Digital ID Isn’t Coming — It’s Already Here
Public debate about “digital identity” often treats it as a looming government scheme: a card in an app, a top-down system, an innovation waiting to arrive. In reality, digital ID is already the plumbing of modern life. From bank logins to phone settings, from government portals to the “Continue with Apple” button, most people already carry and use multiple digital IDs every day. The question is not whether digital ID will exist, but how to govern and safeguard the systems already in place.
The everyday digital ID
Consider Sweden. Its BankID system, operated by major banks, has reached near-universal coverage: over 8.6 million people use it, in a country of 10.5 million. It underpins everything from banking to healthcare, logging more than a billion authentications each year. In India, Aadhaar has issued 1.4 billion unique IDs and processes over two billion authentications every month, including biometric face scans. The UK is migrating to a single government login; more than 11 million people already use GOV.UK One Login to access central services, with full adoption targeted by 2027. In the EU, the European Digital Identity Wallet became law in May 2024, setting the stage for interoperable IDs across member states.

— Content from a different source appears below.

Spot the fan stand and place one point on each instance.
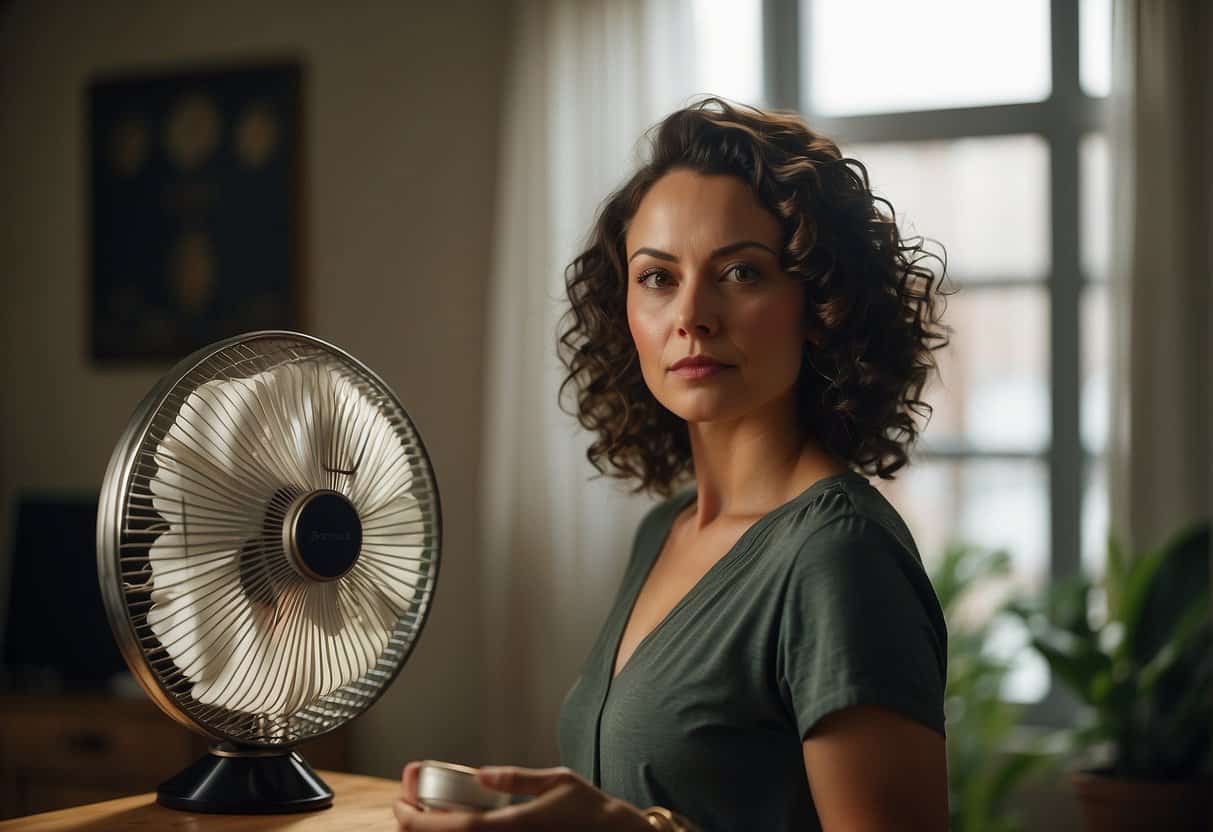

Meanwhile, in the United States, Apple Wallet and Google Wallet now hold driver’s licences and state IDs in more than a dozen jurisdictions. The Transportation Security Administration recognises these at participating checkpoints. Agencies still advise carrying a physical card, but the direction of travel is clear: IDs in wallets are becoming standard.
These are not speculative pilots. They are real, widely adopted systems serving millions or billions of daily users.
The private layer: platforms and devices
Even outside formal government schemes, digital ID is part of daily life. The “Continue with Apple/Google/Facebook” button is a form of federated identity used by billions worldwide. Meta alone counts 3.48 billion daily users across its family of apps, and those accounts regularly double as logins for third-party services.
At the device level, operating systems issue unique identifiers: Apple’s IDFA and Google’s Advertising ID. These mobile advertising IDs are not perfect analogues of a passport, but they are persistent, system-managed identities that underpin whole ecosystems of apps and services. Users can reset them, yet they are relied upon for attribution, analytics, and targeted access. In many countries, SIM cards themselves require “Know Your Customer” verification, making the phone number another everyday identity token tied to real names and legal records.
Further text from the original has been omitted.